I have a really weird error that I'm completely stumped on and hoping for some help. I'm trying to submit a job via qsub using my batch script, which is pasted below. Now, when the scheduler starts my job one of the nodes throws an error saying that I need to load openmpi in order to use mpirun. But, if I take a version of this script with the scheduler commands removed, login to one of the compute nodes and run that script it works fine, meaning that the compute nodes know what these modules are and can use them perfectly.
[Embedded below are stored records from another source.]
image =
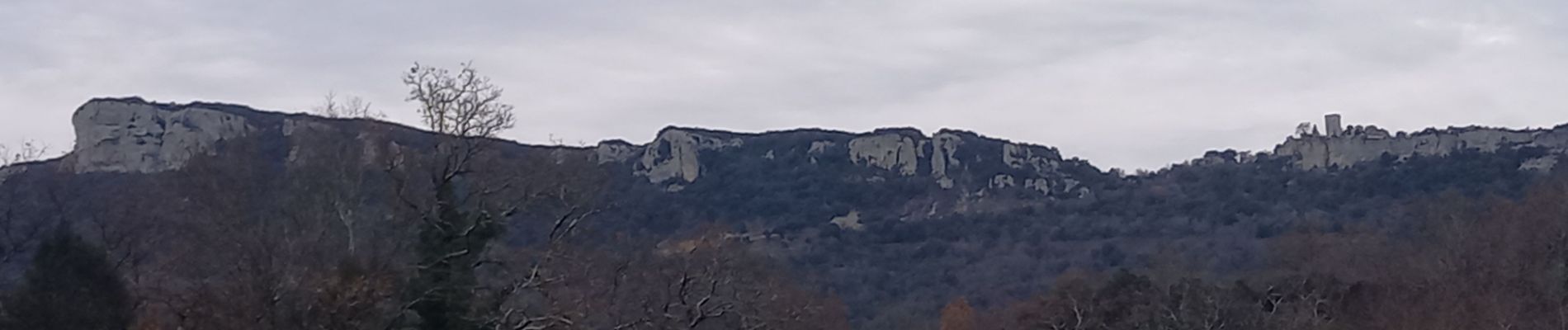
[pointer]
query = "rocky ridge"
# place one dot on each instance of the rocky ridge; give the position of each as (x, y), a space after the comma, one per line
(1355, 144)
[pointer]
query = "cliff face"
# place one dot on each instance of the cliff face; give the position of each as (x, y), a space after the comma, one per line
(944, 172)
(1360, 144)
(129, 134)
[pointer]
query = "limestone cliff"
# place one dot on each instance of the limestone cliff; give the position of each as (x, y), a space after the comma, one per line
(129, 134)
(1358, 144)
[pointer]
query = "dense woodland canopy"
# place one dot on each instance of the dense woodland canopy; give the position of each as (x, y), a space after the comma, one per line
(452, 233)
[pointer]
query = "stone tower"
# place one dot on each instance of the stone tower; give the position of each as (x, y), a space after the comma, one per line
(1332, 124)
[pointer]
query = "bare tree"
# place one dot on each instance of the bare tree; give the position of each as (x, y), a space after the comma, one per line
(458, 221)
(16, 233)
(348, 106)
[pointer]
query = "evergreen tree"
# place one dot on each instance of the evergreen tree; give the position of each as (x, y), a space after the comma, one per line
(69, 286)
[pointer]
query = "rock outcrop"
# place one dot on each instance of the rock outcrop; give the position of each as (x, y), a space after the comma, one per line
(888, 150)
(676, 152)
(1358, 144)
(129, 134)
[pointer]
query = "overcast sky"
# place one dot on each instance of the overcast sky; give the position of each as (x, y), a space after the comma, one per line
(1123, 83)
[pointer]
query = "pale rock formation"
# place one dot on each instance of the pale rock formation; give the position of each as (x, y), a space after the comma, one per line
(1358, 144)
(8, 171)
(294, 127)
(1038, 185)
(890, 150)
(1023, 157)
(942, 149)
(817, 148)
(613, 152)
(137, 136)
(1003, 180)
(1540, 165)
(674, 155)
(848, 221)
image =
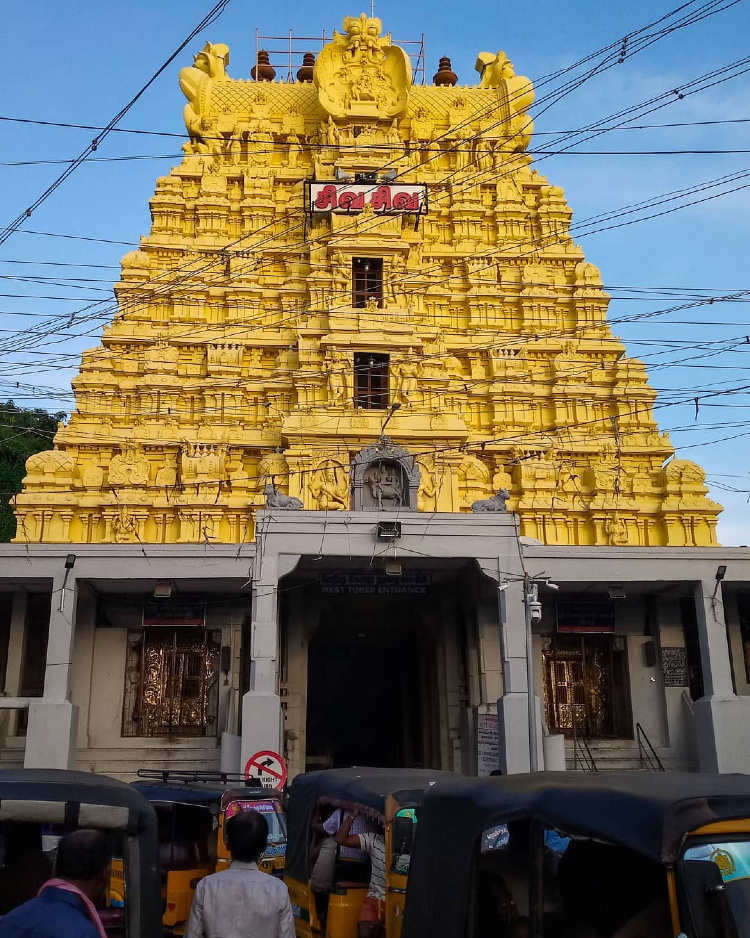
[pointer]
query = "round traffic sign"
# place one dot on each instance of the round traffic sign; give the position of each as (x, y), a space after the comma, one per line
(267, 768)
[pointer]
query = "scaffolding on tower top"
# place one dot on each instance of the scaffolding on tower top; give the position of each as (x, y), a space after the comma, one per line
(287, 52)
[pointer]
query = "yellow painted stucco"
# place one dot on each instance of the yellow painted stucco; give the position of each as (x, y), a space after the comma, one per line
(229, 365)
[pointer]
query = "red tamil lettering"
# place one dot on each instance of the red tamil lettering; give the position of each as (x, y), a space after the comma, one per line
(381, 199)
(351, 200)
(326, 198)
(406, 201)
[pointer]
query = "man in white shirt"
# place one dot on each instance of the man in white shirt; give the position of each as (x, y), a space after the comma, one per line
(241, 900)
(372, 911)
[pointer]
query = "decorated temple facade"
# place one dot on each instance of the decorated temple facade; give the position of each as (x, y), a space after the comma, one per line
(338, 251)
(359, 396)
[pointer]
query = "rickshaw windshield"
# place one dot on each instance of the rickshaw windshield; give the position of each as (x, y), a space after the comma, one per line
(732, 858)
(271, 811)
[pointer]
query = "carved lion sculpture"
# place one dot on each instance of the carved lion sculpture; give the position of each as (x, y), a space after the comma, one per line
(496, 503)
(275, 499)
(210, 65)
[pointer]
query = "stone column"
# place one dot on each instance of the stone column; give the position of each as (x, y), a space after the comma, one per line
(512, 707)
(261, 705)
(722, 720)
(53, 719)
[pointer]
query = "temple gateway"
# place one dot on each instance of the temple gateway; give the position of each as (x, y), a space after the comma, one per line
(359, 401)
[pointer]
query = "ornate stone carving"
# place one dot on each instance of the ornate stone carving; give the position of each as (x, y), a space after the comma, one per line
(385, 476)
(273, 468)
(360, 74)
(129, 468)
(202, 463)
(329, 485)
(275, 499)
(125, 526)
(496, 503)
(209, 65)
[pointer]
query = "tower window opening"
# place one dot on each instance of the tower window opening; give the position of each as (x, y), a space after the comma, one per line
(367, 281)
(371, 380)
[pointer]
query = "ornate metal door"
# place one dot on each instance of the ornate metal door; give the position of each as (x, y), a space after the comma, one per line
(565, 690)
(176, 683)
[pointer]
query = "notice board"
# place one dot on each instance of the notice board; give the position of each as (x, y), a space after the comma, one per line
(488, 747)
(674, 667)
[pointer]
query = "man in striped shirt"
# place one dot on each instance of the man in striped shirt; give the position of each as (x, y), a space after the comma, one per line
(372, 910)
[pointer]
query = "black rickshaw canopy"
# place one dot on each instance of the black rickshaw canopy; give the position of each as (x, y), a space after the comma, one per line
(82, 799)
(645, 812)
(363, 786)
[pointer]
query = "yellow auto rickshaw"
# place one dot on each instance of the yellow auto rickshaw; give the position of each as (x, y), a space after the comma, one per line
(388, 797)
(192, 809)
(635, 853)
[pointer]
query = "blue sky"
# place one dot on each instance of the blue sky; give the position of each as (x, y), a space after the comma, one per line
(79, 63)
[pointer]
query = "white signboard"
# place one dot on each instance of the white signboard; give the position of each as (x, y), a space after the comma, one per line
(488, 747)
(346, 198)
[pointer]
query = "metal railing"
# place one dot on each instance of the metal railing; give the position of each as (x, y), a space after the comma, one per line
(581, 751)
(650, 760)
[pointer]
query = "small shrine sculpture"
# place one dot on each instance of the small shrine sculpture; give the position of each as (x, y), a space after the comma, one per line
(385, 477)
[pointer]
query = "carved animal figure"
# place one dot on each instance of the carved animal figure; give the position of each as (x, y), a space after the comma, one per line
(496, 503)
(275, 499)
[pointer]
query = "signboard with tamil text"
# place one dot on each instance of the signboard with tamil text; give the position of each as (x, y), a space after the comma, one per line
(351, 198)
(488, 748)
(586, 616)
(170, 612)
(674, 666)
(376, 584)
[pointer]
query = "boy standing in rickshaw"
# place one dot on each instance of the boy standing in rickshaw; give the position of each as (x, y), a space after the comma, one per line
(372, 910)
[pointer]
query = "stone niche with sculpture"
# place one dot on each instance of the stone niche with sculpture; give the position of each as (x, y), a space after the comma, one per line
(385, 477)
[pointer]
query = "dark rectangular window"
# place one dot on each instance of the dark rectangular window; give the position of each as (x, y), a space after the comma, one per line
(371, 380)
(367, 281)
(692, 647)
(34, 657)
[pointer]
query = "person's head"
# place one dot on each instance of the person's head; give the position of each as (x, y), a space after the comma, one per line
(83, 858)
(247, 836)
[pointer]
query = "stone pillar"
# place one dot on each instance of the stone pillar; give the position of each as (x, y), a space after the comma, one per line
(722, 720)
(53, 719)
(15, 658)
(512, 707)
(261, 705)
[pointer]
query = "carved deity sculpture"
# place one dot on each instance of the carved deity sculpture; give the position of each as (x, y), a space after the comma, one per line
(617, 531)
(129, 467)
(125, 526)
(329, 486)
(496, 503)
(275, 499)
(384, 481)
(361, 74)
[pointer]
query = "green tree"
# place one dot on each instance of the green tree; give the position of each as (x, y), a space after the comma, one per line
(23, 432)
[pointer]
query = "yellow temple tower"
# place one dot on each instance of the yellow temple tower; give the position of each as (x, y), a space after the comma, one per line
(341, 256)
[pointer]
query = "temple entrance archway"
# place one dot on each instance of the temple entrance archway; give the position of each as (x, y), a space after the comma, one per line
(372, 686)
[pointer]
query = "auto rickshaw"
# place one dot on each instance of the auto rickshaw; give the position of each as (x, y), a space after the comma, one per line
(388, 797)
(665, 855)
(38, 806)
(192, 809)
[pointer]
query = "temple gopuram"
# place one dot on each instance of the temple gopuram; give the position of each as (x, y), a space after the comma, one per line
(359, 474)
(338, 251)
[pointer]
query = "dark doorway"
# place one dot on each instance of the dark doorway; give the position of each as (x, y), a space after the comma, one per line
(367, 281)
(372, 688)
(586, 686)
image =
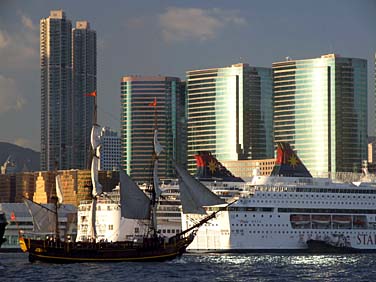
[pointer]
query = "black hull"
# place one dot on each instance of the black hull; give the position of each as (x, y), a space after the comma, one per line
(69, 252)
(322, 247)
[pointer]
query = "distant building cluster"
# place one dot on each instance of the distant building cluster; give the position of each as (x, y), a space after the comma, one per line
(237, 112)
(40, 186)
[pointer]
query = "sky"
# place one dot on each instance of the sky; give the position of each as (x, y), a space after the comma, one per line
(169, 38)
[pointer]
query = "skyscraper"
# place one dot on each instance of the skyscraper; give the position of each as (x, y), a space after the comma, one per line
(110, 150)
(68, 72)
(320, 108)
(230, 113)
(84, 81)
(56, 91)
(147, 101)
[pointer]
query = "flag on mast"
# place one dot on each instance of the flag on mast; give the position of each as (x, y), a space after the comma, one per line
(91, 94)
(12, 216)
(154, 103)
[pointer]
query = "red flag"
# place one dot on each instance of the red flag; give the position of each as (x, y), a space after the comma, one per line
(91, 94)
(12, 216)
(154, 103)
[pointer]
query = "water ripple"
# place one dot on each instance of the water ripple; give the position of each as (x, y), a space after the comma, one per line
(199, 267)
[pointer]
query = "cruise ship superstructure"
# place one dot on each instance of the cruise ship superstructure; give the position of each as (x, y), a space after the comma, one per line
(283, 211)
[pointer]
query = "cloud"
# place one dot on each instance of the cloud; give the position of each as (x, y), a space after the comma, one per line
(10, 99)
(4, 39)
(196, 24)
(27, 22)
(23, 142)
(19, 50)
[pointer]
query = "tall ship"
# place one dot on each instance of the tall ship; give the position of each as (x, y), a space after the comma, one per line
(112, 226)
(94, 244)
(290, 211)
(3, 224)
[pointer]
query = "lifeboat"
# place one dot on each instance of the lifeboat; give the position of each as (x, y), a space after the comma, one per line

Does anyone have any idea why the running the script through the scheduler would cause the compute nodes to be unable to use mpirun but when the same script (effectively) is run on the compute nodes themselves it works fine? I get that there's not a lot to go on here, but even if someone can give me some insight into logic that I might be missing I'd appreciate it.
Here's the batch script:
#/bin/bash
NSLOTS=256
vasp_ver=vasp_std
export OMP_NUM_THREADS=1
export OMP_PLACES=cores
export OMP_PROC_BIND=close
module purge
module use /project/cmdlab/software/modules
module load intel/2021.1
module load vasp/6.3.2
#$ -P cmdlab
#$ -N vasp_test
#$ -l h_rt=48:00:00
#$ -pe mpi_32_tasks_per_node 256
mpirun -np ${NSLOTS} --map-by ppr:16:socket:PE=1 --bind-to core -v ${vasp_ver}
And here's the error thrown when it runs:
Please first load the openmpi module with the following command:
> module load openmpi
and then invoke mpirun with:
> mpirun [argument1 ...]
I forgot to include -l in the first line. It should have been
#!/bin/bash -l